5 Stars 4 Stars 3 Stars 2 Stars 1 Star

No reviews

Hearty and flavorful vegetarian chili packed with beans, vegetables, and spices—perfect for a cozy meal.

Ingredients

Scale
  • 2 tablespoons olive oil
  • 1 large onion, diced
  • 2 cloves garlic, minced
  • 1 red bell pepper, diced
  • 1 green bell pepper, diced
  • 2 medium carrots, diced
  • 2 celery stalks, diced
  • 1 zucchini, diced
  • 1 ½ cups corn kernels (fresh or frozen)
  • 1 can (15 oz) black beans, drained and rinsed
  • 1 can (15 oz) kidney beans, drained and rinsed
  • 1 can (15 oz) pinto beans, drained and rinsed
  • 2 cans (15 oz each) crushed tomatoes
  • 2 tablespoons tomato paste
  • 2 cups vegetable broth
  • 2 tablespoons chili powder
  • 1 teaspoon ground cumin
  • 1 teaspoon smoked paprika
  • ½ teaspoon ground oregano
  • ½ teaspoon cayenne pepper (optional)
  • Salt and black pepper, to taste
  • Fresh cilantro or parsley, for garnish

Instructions

  1. Heat olive oil in a large pot over medium heat.
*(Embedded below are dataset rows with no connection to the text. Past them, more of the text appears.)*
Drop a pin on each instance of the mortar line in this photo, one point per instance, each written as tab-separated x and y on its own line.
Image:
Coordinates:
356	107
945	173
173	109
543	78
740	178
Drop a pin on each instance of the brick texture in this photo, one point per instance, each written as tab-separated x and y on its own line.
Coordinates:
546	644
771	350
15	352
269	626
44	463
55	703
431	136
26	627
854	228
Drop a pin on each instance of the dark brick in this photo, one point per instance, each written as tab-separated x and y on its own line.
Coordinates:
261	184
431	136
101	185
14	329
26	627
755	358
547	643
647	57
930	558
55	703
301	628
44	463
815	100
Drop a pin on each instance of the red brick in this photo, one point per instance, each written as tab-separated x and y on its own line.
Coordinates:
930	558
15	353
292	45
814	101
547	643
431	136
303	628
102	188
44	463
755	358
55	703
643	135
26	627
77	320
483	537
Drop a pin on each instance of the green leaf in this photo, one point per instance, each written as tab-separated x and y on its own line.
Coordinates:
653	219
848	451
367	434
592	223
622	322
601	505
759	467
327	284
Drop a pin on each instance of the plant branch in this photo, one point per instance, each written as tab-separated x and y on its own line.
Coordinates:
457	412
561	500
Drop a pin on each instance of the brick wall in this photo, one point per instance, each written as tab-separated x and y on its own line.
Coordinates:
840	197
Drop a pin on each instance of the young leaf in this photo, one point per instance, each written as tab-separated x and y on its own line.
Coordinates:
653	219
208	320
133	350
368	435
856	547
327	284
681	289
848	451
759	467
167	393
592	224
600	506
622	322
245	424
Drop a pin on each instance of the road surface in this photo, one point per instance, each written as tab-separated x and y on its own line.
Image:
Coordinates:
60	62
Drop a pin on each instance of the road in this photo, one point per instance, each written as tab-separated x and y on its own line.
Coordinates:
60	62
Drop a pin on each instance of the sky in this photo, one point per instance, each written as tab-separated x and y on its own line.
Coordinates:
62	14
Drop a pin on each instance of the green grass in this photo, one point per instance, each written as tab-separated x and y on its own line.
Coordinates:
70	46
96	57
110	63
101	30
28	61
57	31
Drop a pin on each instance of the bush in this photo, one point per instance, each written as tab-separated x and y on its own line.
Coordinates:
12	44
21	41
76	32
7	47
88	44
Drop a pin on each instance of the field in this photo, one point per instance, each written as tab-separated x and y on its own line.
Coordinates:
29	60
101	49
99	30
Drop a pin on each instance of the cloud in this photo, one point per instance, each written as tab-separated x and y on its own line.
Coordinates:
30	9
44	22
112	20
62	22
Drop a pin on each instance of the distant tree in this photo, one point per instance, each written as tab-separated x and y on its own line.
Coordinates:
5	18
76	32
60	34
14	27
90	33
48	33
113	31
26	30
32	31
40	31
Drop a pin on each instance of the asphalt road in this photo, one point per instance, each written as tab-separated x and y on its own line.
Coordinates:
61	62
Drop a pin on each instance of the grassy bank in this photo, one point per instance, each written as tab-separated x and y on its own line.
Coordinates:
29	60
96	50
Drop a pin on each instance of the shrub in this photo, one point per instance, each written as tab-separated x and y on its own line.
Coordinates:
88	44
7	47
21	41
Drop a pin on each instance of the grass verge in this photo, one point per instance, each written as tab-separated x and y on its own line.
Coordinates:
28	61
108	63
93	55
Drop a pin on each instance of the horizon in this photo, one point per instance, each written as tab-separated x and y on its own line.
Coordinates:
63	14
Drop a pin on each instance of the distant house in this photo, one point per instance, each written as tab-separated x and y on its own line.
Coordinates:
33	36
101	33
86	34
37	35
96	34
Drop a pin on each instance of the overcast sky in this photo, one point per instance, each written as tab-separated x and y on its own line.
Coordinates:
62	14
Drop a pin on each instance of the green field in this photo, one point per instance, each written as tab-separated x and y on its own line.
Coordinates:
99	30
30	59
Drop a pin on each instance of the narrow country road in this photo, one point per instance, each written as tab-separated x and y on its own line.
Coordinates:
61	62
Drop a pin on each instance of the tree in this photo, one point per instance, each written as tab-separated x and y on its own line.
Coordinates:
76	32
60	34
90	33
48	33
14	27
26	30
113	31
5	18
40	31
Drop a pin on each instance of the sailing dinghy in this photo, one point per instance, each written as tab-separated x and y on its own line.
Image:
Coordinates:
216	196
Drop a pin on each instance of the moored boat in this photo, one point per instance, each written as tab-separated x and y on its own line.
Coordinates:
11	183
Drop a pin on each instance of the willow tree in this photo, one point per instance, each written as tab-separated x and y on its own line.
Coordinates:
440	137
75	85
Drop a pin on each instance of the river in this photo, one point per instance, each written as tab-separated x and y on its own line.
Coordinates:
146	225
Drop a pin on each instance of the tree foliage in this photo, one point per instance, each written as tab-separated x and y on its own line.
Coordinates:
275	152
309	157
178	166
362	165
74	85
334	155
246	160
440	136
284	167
Add onion and garlic; sauté until softened, about 5 minutes.
  2. Add bell peppers, carrots, celery, and zucchini. Cook, stirring occasionally, until vegetables begin to soften, about 7 minutes.
  3. Stir in corn, black beans, kidney beans, and pinto beans.
  4. Add crushed tomatoes, tomato paste, and vegetable broth. Stir to combine.
  5. Season with chili powder, cumin, smoked paprika, oregano, cayenne (if using), salt, and pepper.
  6. Bring chili to a simmer, reduce heat to low, and cook uncovered for 25–30 minutes, stirring occasionally.
  7. Adjust seasoning to taste. If chili is too thick, add a bit more broth; if too thin, simmer longer.
  8. Serve hot, garnished with fresh cilantro or parsley. Enjoy with toppings like sour cream, cheese, or avocado, if desired.

Notes

  • For added depth, sauté a small diced jalapeño with the onions.
  • Make-ahead: chili improves when made ahead and stored in the fridge overnight.
  • Freezes well—store in airtight containers for up to 3 months.
  • Customize beans or vegetables based on preference or what’s on hand.